腹の上に馬乗りになって、持ち上げた拳を頬目掛けて振り下ろす。
柔らかい肉に俺の握った指の背がめり込んだ瞬間、「ぎっ」と三橋は潰れた声を吐いた。
ぱたたっ。三橋の口から飛んだ液体が床を濡らす。唾液と、それから血液。
俺は自分の唇がゆっくりと弧を描いていくのを止められなかった。
そのまま、俺から見て左へと傾いた顔をもう一方の拳で殴りつけて今度は右へと倒す。
「…ぅ…」
力ない呻き声に背筋が粟立つ。気持ちいい。
「三橋」
名を呼びながら顎を掴む。俺の顔を正面から見るよう向き直らせて、俺は笑みを刷いた唇で問う。
「気持ちいいか…?」
視線の先には両の頬を赤紫に腫れさせた三橋。

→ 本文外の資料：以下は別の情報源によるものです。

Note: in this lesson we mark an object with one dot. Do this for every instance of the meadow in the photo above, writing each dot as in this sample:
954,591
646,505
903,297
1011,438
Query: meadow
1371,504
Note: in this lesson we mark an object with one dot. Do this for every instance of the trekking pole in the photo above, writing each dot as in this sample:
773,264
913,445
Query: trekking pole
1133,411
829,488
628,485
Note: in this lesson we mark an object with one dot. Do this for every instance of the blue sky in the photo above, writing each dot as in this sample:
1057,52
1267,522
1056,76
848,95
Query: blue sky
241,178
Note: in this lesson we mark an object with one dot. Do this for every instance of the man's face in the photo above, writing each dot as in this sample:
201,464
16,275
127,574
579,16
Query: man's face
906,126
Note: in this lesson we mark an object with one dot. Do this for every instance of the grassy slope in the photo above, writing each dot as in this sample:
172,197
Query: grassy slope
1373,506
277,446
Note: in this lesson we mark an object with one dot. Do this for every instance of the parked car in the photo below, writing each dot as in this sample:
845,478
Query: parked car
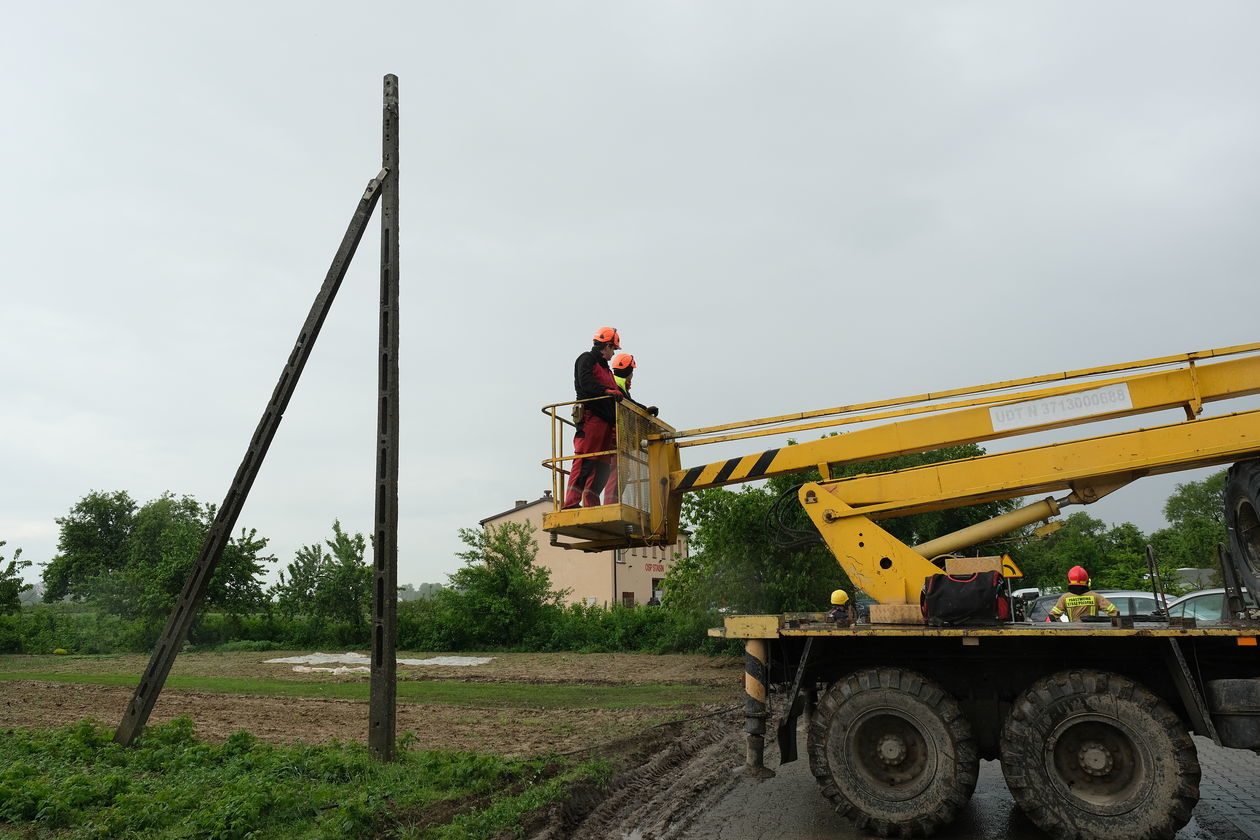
1205,605
1130,602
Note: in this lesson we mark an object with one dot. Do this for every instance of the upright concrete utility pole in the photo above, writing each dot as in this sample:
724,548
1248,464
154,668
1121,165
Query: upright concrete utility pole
384,545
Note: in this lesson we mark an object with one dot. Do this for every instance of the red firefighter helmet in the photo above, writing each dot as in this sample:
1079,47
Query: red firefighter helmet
609,335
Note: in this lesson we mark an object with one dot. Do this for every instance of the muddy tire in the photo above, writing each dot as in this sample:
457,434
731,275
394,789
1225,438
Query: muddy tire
892,752
1242,520
1094,754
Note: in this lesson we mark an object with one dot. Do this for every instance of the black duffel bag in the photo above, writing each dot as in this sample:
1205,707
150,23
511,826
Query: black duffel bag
978,598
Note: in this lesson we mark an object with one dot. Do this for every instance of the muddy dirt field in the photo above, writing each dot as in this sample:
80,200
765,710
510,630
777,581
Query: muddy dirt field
503,731
589,669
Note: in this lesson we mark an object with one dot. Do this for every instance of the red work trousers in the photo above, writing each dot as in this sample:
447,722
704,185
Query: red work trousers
591,475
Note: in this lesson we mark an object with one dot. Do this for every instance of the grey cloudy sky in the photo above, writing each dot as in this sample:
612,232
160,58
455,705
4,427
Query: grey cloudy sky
780,205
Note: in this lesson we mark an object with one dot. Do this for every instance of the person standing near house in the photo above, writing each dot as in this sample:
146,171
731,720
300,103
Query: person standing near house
595,420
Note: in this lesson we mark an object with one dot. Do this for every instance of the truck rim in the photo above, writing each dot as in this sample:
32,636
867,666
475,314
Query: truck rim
1098,762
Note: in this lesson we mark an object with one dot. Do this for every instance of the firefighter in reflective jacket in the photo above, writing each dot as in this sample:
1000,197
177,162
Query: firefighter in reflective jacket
1079,600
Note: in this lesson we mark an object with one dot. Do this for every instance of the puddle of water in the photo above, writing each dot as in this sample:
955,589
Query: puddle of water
359,660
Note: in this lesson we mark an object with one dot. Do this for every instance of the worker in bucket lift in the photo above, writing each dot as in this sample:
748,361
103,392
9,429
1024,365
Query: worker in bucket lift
623,372
596,421
1079,600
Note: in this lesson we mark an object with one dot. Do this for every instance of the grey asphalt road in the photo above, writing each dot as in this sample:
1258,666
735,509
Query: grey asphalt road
790,807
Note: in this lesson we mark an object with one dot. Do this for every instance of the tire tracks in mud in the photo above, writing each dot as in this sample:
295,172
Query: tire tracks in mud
659,791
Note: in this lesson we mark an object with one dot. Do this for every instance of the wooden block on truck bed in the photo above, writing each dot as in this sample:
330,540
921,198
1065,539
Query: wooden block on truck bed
972,564
896,613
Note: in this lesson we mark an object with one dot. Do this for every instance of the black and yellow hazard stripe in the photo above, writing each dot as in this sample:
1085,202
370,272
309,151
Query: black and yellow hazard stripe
755,661
744,469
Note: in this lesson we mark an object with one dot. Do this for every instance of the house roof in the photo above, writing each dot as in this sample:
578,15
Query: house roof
515,508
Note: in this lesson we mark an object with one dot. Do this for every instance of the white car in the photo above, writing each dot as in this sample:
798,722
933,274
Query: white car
1205,606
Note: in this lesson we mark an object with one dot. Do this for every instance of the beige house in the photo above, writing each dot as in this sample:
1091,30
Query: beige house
626,576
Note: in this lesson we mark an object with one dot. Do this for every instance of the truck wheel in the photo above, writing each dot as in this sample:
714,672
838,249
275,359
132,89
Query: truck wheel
1242,520
892,752
1091,754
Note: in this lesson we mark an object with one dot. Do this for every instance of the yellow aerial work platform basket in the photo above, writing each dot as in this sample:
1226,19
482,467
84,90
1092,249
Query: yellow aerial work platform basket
638,514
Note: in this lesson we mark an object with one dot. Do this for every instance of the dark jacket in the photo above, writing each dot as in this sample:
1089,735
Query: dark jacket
592,377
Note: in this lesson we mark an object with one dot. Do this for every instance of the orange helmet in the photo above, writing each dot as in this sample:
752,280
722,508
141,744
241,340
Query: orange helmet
609,335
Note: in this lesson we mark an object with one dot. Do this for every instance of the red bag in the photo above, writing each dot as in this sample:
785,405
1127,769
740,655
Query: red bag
978,598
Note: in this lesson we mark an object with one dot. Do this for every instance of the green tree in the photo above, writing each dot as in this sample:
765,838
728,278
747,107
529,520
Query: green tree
11,584
135,562
1196,524
1115,557
345,587
329,582
499,597
92,544
756,550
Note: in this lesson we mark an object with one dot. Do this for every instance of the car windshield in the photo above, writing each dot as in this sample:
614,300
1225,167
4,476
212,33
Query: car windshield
1205,606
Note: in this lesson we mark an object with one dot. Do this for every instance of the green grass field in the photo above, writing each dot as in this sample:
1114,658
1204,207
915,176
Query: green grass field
76,783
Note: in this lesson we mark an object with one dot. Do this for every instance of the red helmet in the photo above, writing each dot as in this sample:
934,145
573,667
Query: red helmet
609,335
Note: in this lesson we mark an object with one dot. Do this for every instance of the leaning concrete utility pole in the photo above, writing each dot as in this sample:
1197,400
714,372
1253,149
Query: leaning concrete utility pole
182,617
384,544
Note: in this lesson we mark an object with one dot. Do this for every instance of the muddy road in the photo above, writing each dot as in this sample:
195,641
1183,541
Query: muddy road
692,792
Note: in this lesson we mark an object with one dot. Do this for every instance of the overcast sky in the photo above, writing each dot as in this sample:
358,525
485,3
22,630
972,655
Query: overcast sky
781,207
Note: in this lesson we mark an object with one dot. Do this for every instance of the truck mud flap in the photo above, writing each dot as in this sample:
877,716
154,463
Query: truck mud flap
786,732
1235,705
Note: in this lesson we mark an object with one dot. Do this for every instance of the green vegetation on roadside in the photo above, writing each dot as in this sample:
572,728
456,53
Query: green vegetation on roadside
76,783
441,692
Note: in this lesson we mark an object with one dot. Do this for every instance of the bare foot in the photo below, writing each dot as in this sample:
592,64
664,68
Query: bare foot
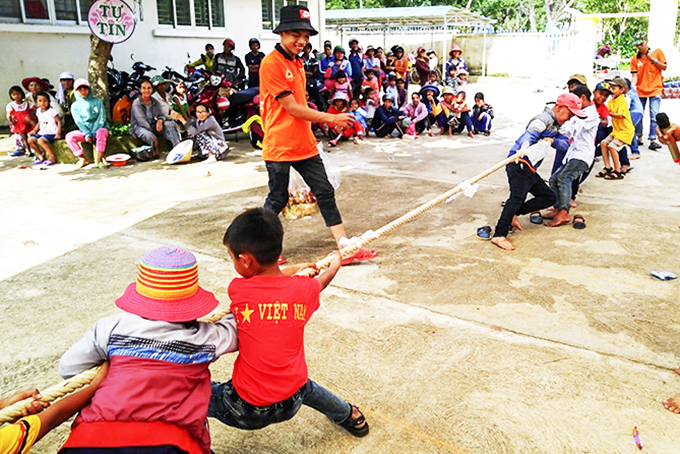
561,218
503,243
550,214
672,404
516,224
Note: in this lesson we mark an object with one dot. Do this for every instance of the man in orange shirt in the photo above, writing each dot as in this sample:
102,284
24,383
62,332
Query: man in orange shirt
646,67
289,141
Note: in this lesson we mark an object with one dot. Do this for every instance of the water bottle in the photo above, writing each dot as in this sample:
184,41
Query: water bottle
664,124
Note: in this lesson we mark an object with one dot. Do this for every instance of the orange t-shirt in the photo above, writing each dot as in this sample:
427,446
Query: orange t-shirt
650,80
286,138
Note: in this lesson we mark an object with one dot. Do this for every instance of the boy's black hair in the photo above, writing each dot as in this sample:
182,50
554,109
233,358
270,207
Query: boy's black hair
582,90
43,94
16,89
258,232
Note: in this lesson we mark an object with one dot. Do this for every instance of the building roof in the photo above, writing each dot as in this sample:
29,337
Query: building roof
435,16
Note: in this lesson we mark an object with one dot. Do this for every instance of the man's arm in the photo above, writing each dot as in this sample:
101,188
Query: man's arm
305,113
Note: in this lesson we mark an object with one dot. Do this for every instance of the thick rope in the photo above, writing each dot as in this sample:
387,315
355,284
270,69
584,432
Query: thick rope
16,411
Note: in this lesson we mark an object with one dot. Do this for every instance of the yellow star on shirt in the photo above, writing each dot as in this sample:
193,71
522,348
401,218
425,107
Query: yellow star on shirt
246,314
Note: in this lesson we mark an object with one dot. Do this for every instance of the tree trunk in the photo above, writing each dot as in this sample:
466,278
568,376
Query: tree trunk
100,51
532,16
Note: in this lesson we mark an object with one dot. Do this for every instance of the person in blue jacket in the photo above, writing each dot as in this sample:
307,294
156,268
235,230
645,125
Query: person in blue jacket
89,116
523,176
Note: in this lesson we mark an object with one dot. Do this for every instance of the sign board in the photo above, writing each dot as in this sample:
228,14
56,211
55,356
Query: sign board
112,21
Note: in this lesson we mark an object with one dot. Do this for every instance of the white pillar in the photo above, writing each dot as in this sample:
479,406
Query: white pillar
662,22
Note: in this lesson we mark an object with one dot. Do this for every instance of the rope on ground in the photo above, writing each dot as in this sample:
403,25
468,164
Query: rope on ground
16,411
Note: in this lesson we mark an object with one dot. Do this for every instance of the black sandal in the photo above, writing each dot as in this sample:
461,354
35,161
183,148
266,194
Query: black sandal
604,172
615,176
351,425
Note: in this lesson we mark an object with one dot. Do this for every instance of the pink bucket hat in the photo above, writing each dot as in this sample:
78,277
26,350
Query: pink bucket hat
167,288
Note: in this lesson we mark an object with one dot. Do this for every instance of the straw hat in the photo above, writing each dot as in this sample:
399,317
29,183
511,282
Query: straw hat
167,288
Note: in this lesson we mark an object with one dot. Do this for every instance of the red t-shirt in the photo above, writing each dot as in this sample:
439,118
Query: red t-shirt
271,314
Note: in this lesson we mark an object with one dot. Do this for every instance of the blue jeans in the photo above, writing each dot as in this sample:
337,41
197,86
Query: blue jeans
313,172
228,407
561,182
654,105
522,182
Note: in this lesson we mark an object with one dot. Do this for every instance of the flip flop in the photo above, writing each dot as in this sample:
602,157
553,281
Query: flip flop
536,218
484,233
359,256
579,223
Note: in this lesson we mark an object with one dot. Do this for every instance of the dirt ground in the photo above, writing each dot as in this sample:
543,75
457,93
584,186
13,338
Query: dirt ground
448,344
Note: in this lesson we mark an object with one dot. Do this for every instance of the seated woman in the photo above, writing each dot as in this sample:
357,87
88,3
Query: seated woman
207,134
89,116
417,112
148,122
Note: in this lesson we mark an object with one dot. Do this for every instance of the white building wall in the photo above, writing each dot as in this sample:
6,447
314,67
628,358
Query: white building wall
47,50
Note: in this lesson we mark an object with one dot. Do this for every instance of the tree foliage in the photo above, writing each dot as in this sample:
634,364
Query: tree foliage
532,15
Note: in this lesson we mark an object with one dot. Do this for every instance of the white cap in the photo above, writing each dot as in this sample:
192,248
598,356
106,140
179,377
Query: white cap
81,83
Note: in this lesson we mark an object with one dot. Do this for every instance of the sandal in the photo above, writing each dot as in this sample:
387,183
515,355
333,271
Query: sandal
579,223
351,425
604,172
484,233
359,256
615,176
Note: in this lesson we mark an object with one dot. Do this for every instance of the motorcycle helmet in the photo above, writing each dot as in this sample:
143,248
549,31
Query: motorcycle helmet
222,103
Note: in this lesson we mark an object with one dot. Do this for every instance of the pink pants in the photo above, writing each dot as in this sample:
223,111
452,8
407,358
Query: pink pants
74,138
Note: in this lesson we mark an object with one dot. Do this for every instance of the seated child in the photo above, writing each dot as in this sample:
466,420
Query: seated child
482,114
207,134
359,117
155,397
270,381
462,113
418,113
341,85
18,438
20,118
430,95
433,79
371,81
523,177
622,132
339,105
369,103
388,120
46,131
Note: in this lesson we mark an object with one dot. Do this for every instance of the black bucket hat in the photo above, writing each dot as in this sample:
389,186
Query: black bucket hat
295,17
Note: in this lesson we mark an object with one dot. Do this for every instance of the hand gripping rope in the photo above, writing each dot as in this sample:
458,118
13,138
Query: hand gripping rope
16,411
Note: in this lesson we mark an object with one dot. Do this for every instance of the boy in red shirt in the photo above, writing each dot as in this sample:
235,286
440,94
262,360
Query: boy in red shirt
270,380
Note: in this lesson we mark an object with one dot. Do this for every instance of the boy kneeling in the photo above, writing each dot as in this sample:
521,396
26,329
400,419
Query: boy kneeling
270,381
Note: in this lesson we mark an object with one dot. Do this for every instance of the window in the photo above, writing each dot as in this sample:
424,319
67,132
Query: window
204,13
41,11
271,11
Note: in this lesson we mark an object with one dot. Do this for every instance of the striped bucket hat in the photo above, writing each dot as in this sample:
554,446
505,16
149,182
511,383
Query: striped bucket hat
167,288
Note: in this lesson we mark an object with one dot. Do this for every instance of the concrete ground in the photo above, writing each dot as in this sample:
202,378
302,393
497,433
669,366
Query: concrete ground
448,344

色白の肌はすぐに色が変わる。
唇の端から細く、唾液と血の混じったものを垂れ流して、三橋はカタカタと震えている。
どうしよう。気持ちいい。
「俺は気持ちいいよ。すげえイイ」
言ってやる。すると三橋は全てを諦めたかのように瞳を閉じて見せた。
すうっと、こめかみへ向けて流れ落ちる涙。

「…オレ も、……くんがすき、で、す…」

――ああ。なんて奴だ三橋は。
こいつは全部わかってる。わかってるんだ。すべて。

「バッカじゃねえの…」
無意識に声が震えた。俺はゆっくりと、上体を屈めて三橋に顔を近づける。
「俺は嫌いだよ、おまえのことなんか」
触れ合わせた唇からは血の味がした。
俺はそれが愛しくて愛しくて、たまらなかった。